Helen Dickinson, BRC chief executive, said: “Sales volumes are falling to a rate not seen since the depths of the pandemic, as inflation continues to bite, and households cut back spending.

“Discretionary purchases were hit hard, especially white goods and homeware, while consumers also traded down to cheaper brands in food and nonfood alike.”

According to the data, food sales by value in the three months to June increased by 2.2 percent, boosted by the Queen’s Jubilee celebrations.

But non-food sales over the same period fell by 3.3 percent. Shop sales continued to increase at the expense of online, which saw a surge during the worst of the Covid crisis, when big chunks of the high street were shut.

Separate figures today from payments giant Barclaycard showed spending rose 6.2 percent year-on-year last month.

But most, if not all, of that is likely to be due to rising prices – inflation – with the amount spent on petrol and diesel up by nearly a quarter.
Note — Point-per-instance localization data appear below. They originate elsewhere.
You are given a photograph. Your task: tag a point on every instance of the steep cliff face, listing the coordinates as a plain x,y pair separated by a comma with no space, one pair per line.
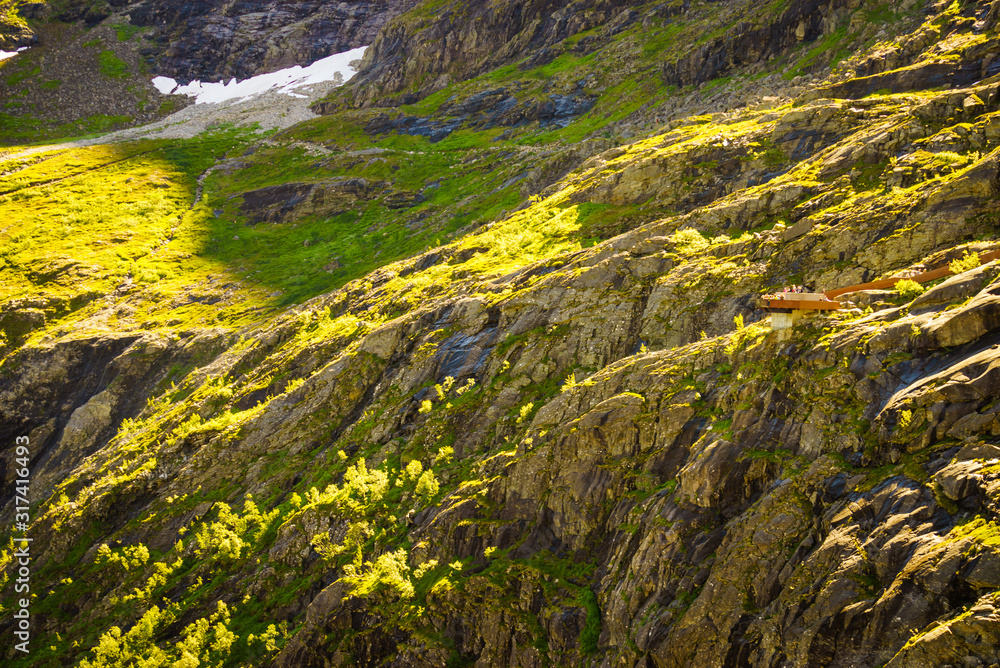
213,41
452,383
89,65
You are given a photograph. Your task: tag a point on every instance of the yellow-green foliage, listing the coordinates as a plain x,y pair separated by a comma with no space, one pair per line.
129,558
226,537
207,642
908,289
965,263
427,485
389,573
689,241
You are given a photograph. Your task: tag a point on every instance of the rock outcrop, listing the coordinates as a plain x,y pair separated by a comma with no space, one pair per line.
563,435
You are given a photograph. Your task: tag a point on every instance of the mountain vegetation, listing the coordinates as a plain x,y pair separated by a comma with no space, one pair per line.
468,369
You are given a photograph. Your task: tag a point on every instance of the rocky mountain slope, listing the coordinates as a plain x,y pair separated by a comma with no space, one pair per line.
89,64
467,371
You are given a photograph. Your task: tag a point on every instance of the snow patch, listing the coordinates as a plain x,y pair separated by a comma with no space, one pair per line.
284,81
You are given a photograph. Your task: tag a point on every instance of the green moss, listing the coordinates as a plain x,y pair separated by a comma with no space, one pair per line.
111,65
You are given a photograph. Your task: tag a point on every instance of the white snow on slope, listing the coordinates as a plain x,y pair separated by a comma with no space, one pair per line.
283,81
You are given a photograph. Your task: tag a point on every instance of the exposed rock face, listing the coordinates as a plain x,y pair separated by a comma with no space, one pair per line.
597,454
213,40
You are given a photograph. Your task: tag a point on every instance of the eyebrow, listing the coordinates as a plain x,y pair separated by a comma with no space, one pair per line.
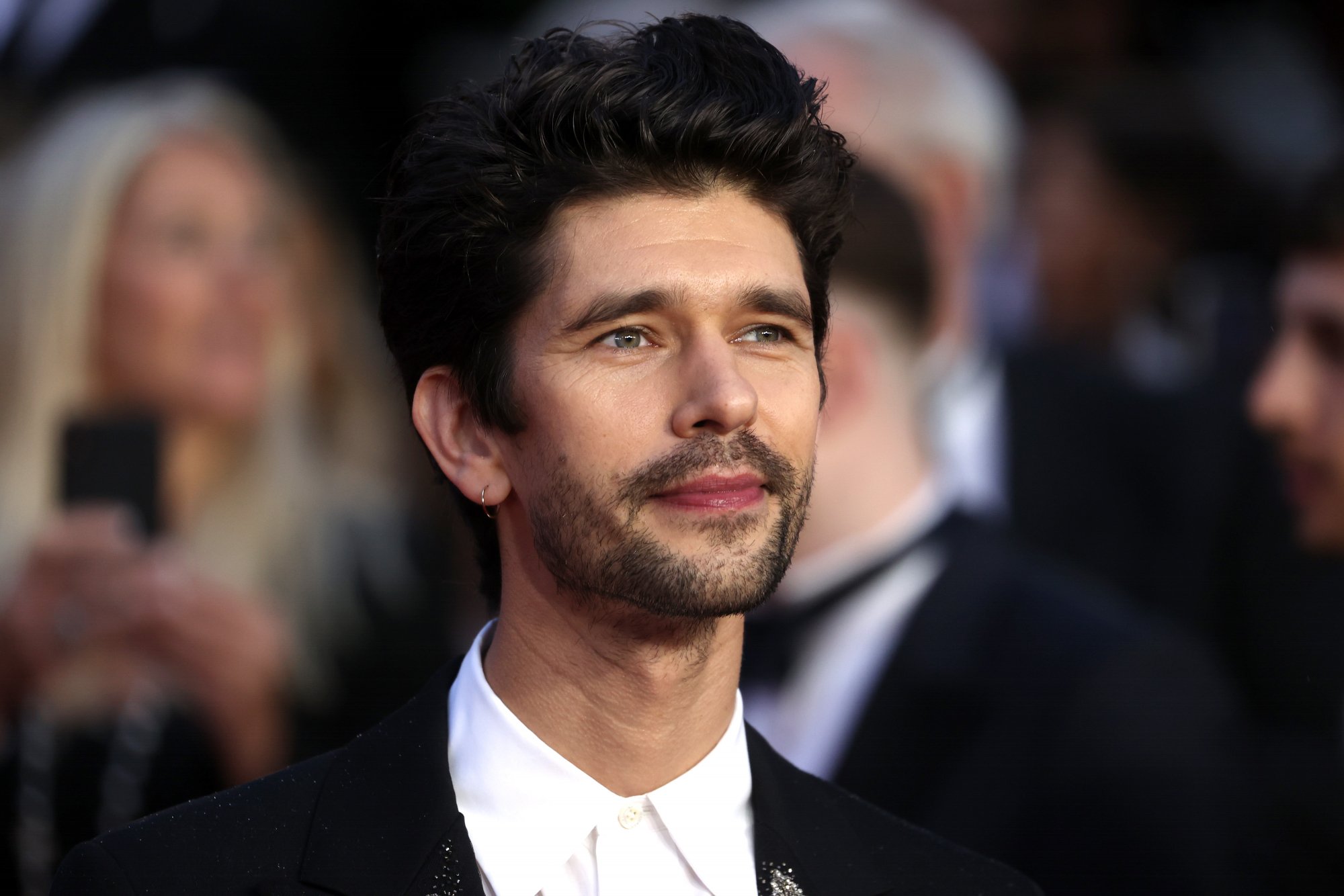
612,307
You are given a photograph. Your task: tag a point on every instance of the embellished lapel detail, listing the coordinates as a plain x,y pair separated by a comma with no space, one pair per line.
451,870
778,881
803,838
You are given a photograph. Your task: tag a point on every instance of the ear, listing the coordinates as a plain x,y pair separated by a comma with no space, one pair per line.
464,448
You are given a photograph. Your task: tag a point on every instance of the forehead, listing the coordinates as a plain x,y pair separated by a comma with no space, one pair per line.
706,248
196,170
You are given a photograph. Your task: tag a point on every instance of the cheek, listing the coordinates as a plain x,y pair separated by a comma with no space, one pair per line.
604,427
790,410
149,319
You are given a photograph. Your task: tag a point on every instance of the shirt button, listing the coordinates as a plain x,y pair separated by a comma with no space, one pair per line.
630,817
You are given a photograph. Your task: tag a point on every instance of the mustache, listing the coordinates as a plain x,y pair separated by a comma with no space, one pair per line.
706,453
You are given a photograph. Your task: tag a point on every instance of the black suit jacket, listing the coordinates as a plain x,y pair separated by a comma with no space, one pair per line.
1033,719
378,817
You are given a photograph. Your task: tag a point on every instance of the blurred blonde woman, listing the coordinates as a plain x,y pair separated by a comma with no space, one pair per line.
155,259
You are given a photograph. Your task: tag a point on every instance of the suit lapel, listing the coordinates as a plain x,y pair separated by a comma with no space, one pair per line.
388,820
929,702
802,836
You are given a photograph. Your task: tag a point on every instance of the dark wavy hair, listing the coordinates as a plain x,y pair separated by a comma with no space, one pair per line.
679,107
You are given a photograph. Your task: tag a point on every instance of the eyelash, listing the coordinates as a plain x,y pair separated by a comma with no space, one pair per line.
786,335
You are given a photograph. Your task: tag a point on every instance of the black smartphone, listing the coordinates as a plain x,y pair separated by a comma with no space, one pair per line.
115,459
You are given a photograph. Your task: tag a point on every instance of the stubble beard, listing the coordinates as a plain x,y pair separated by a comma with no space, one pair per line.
597,550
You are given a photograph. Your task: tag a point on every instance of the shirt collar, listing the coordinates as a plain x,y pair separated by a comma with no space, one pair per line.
529,809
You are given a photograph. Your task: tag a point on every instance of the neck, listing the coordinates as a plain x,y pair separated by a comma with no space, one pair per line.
631,701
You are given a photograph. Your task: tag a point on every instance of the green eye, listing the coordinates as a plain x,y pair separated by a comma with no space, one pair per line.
764,335
626,339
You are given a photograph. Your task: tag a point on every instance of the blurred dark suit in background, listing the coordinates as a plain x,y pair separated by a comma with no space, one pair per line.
928,663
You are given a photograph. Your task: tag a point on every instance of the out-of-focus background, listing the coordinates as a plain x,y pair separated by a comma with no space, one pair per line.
189,199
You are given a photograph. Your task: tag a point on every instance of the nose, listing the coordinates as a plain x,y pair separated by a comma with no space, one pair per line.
717,397
1283,394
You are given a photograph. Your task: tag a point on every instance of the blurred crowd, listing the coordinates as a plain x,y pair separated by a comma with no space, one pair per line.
1072,589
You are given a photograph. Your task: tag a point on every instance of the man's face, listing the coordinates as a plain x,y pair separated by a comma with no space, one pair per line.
671,393
1299,396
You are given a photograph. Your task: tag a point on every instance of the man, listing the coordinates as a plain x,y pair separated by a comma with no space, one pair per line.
924,662
604,283
1147,492
1299,396
1299,400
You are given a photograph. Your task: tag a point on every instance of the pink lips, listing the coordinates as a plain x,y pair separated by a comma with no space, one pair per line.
717,494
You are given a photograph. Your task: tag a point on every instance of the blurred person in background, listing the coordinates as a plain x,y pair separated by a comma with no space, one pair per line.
1299,400
924,662
158,260
1146,491
1135,216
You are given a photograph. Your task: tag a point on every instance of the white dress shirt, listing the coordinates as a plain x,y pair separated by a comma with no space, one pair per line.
541,827
970,431
812,717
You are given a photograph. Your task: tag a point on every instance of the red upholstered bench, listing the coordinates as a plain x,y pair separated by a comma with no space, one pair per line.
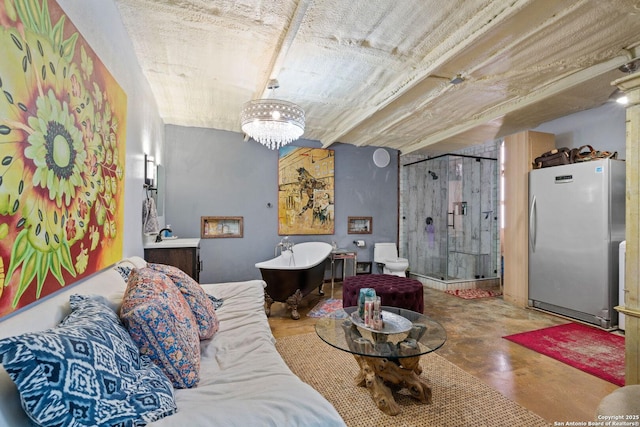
394,291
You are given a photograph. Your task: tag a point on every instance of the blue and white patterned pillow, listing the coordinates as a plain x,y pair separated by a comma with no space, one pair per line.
86,372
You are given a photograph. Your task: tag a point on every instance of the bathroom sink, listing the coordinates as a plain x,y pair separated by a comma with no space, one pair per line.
174,243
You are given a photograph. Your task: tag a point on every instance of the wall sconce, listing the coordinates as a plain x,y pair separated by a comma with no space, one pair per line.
149,172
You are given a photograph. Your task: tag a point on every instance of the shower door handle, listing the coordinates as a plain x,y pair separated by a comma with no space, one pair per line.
532,224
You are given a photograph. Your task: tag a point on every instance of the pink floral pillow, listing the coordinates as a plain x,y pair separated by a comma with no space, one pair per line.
162,325
201,306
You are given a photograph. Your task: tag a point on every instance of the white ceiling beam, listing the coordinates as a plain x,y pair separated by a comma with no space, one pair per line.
518,103
459,41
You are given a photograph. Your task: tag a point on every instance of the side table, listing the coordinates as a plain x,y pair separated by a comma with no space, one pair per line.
341,254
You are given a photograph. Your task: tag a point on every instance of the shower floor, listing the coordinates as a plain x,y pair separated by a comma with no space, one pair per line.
436,282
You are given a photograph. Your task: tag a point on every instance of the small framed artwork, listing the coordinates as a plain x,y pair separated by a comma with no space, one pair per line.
359,225
212,227
363,267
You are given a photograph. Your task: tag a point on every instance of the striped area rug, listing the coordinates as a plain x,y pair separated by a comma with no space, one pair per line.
459,399
473,293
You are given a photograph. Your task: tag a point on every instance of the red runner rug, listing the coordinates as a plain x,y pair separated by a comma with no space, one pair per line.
473,293
591,350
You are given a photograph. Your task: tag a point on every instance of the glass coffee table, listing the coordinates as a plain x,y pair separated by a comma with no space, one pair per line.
389,356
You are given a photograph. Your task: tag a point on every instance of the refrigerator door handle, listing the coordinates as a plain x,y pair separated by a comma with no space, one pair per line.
532,224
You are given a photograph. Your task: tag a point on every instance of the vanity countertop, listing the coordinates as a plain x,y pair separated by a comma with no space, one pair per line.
190,242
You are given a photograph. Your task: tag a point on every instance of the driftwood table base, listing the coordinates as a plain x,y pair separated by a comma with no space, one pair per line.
405,372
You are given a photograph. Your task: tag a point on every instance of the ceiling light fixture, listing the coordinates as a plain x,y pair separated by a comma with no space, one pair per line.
272,122
457,79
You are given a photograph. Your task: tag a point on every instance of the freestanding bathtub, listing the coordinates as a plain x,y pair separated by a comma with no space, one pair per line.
294,274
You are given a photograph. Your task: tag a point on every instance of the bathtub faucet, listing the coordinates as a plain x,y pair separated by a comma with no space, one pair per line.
284,245
159,236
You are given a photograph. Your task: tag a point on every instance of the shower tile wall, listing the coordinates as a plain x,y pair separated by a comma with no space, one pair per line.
478,230
471,247
427,245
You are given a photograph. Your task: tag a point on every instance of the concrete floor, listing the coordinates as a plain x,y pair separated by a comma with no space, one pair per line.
551,389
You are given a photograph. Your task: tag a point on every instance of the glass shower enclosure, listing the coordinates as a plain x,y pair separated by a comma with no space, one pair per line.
451,217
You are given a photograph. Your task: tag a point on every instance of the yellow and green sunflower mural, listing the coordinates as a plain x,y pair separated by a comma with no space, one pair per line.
62,154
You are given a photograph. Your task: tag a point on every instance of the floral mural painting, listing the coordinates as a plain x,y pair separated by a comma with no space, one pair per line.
305,191
62,153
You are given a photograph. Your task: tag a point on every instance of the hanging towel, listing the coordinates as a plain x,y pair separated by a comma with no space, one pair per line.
149,216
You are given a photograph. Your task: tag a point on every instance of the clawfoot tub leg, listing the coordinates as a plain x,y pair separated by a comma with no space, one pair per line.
267,304
292,303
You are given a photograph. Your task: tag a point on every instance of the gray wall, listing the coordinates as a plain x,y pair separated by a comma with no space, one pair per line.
603,128
215,173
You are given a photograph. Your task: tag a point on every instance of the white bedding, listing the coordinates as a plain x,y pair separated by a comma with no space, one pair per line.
243,380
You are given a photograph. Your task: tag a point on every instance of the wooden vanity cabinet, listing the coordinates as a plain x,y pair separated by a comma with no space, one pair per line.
186,259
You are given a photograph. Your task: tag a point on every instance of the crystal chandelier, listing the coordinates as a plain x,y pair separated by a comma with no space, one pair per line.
272,122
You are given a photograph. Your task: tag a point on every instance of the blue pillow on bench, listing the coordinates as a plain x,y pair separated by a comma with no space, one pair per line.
86,372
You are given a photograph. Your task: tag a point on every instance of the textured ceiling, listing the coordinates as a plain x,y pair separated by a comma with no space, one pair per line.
377,72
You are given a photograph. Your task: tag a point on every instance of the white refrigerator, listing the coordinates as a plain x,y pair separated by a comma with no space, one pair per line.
576,223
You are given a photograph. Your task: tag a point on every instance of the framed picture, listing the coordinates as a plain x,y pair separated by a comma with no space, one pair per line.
359,225
212,227
305,191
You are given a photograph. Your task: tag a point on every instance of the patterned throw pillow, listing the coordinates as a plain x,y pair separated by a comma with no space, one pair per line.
202,307
124,271
162,325
86,372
Spending on “non-essential” items was 7.1 percent higher but down markedly from 11.6 percent in May.

Meanwhile, research from the Office for National Statistics yesterday highlighted changing shopping habits caused by the pandemic.

Despite restrictions easing and people returning to shops, it said clothing and electrical goods were among items where online sales had remained higher than before.

Internet sales accounted for 26.6 percent of all retail sales in May, down yearon-year but up from 19.7 percent in February 2020, just before the Covid crisis struck.